The price of US oil has turned negative for the first time in history.
That means oil producers are paying buyers to take the commodity off their hands over fears that storage capacity could run out in May.
Demand for oil has all but dried up as lockdowns across the world have kept people inside.
As a result, oil firms have resorted to renting tankers to store the surplus supply and that has forced the price of US oil into negative territory.
The price of a barrel of West Texas Intermediate (WTI), the benchmark for US oil, fell as low as minus $37.63 a barrel.
“This is off-the-charts wacky,” said Stewart Glickman, an energy equity analyst at CFRA Research. “The demand shock was so massive that it’s overwhelmed anything that people could have expected.”
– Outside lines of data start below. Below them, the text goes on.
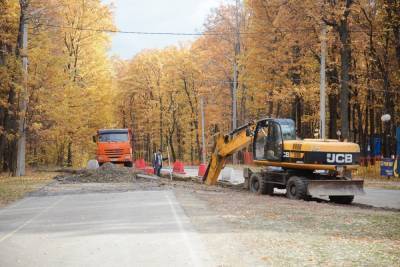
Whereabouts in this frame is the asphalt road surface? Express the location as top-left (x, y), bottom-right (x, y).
top-left (163, 167), bottom-right (400, 209)
top-left (0, 191), bottom-right (215, 267)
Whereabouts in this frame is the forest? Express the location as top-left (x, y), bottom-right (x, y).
top-left (0, 0), bottom-right (400, 173)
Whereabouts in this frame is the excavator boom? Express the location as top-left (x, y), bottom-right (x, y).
top-left (203, 122), bottom-right (256, 185)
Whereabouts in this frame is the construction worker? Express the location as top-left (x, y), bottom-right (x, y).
top-left (153, 149), bottom-right (166, 177)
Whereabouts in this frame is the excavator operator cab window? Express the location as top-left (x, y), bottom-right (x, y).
top-left (254, 121), bottom-right (283, 161)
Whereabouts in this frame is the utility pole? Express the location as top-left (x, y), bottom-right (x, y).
top-left (200, 96), bottom-right (206, 164)
top-left (15, 1), bottom-right (28, 176)
top-left (319, 23), bottom-right (326, 139)
top-left (232, 0), bottom-right (240, 133)
top-left (232, 0), bottom-right (240, 164)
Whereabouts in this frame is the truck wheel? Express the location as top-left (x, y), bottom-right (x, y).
top-left (329, 196), bottom-right (354, 204)
top-left (249, 173), bottom-right (274, 195)
top-left (124, 161), bottom-right (133, 168)
top-left (286, 176), bottom-right (307, 199)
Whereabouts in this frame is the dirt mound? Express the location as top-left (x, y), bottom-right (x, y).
top-left (54, 163), bottom-right (136, 183)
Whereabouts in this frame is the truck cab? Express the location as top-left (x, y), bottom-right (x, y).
top-left (93, 129), bottom-right (133, 167)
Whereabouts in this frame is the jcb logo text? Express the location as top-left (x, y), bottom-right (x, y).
top-left (326, 153), bottom-right (353, 163)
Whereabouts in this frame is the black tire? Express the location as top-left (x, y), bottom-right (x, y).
top-left (329, 196), bottom-right (354, 204)
top-left (286, 176), bottom-right (307, 199)
top-left (249, 173), bottom-right (274, 195)
top-left (124, 161), bottom-right (133, 168)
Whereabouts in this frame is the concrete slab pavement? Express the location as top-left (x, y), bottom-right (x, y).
top-left (0, 191), bottom-right (214, 267)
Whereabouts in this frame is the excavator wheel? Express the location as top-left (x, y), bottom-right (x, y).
top-left (286, 176), bottom-right (307, 199)
top-left (249, 173), bottom-right (274, 195)
top-left (329, 196), bottom-right (354, 204)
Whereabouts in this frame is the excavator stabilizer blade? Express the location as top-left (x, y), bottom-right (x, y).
top-left (307, 180), bottom-right (365, 196)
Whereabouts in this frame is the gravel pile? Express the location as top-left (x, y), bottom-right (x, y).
top-left (54, 163), bottom-right (136, 183)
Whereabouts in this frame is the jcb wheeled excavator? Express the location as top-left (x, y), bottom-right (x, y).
top-left (203, 118), bottom-right (364, 204)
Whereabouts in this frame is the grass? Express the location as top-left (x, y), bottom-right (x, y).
top-left (0, 172), bottom-right (55, 207)
top-left (198, 192), bottom-right (400, 266)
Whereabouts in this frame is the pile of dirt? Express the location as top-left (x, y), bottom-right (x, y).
top-left (54, 163), bottom-right (136, 183)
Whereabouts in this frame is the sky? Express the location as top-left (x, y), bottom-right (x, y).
top-left (103, 0), bottom-right (229, 59)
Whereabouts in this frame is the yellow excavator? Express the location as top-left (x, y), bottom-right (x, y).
top-left (203, 118), bottom-right (365, 204)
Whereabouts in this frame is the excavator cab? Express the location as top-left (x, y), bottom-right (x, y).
top-left (253, 119), bottom-right (296, 162)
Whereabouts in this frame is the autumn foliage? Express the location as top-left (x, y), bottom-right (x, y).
top-left (0, 0), bottom-right (400, 170)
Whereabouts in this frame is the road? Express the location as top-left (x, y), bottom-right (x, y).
top-left (0, 191), bottom-right (214, 267)
top-left (163, 167), bottom-right (400, 209)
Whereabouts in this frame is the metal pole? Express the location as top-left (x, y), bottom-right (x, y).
top-left (200, 97), bottom-right (206, 164)
top-left (319, 23), bottom-right (326, 139)
top-left (15, 14), bottom-right (28, 176)
top-left (167, 142), bottom-right (172, 181)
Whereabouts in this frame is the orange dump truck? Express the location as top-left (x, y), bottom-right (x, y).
top-left (93, 129), bottom-right (133, 167)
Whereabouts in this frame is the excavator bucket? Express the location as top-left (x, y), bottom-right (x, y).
top-left (307, 180), bottom-right (365, 196)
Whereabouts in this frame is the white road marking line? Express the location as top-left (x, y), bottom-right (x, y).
top-left (164, 192), bottom-right (202, 266)
top-left (0, 198), bottom-right (28, 217)
top-left (0, 196), bottom-right (65, 243)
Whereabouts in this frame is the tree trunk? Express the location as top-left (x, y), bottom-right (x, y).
top-left (328, 94), bottom-right (338, 139)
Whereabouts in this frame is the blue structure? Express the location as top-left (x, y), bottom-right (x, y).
top-left (372, 137), bottom-right (382, 157)
top-left (396, 127), bottom-right (400, 174)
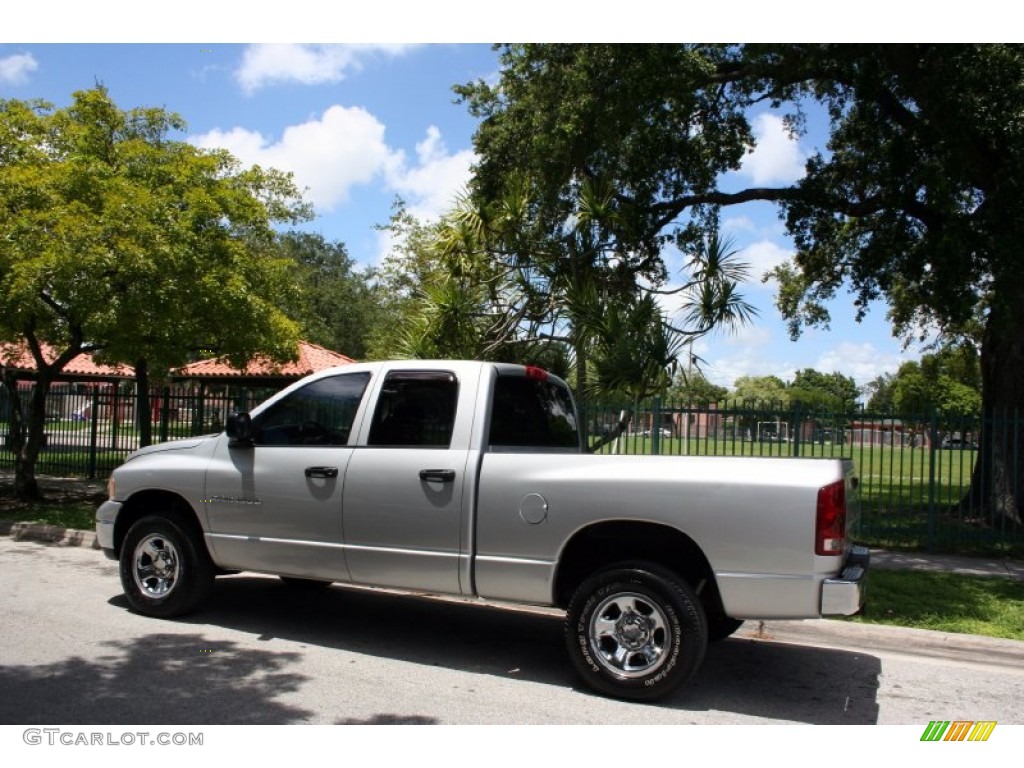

The severe drop on Monday was driven in part by a technicality of the global oil market.
il is traded on its future price and May futures contracts are due to expire on Tuesday.
Traders were keen to offload those holdings to avoid having to take delivery of the oil and incur storage costs.
June prices for WTI were also down, but trading at above $20 per barrel.
Meanwhile, Brent Crude – the benchmark used by Europe and the rest of the world, which is already trading based on June contracts – was also weaker, down 8.9% at less than $26 a barrel.
Mr Glickman said the historic reversal in pricing was a reminder of the strains facing the oil market and warned that June prices could also fall, if lockdowns remain in place. “I’m really not optimistic about the prospects for oil companies or oil prices,” he said.
The oil industry has been struggling with both tumbling demand and in-fighting among producers about reducing output.
Earlier this month, Opec members and its allies finally agreed a record deal to slash global output by about 10%. The deal was the largest cut in oil production ever to have been agreed.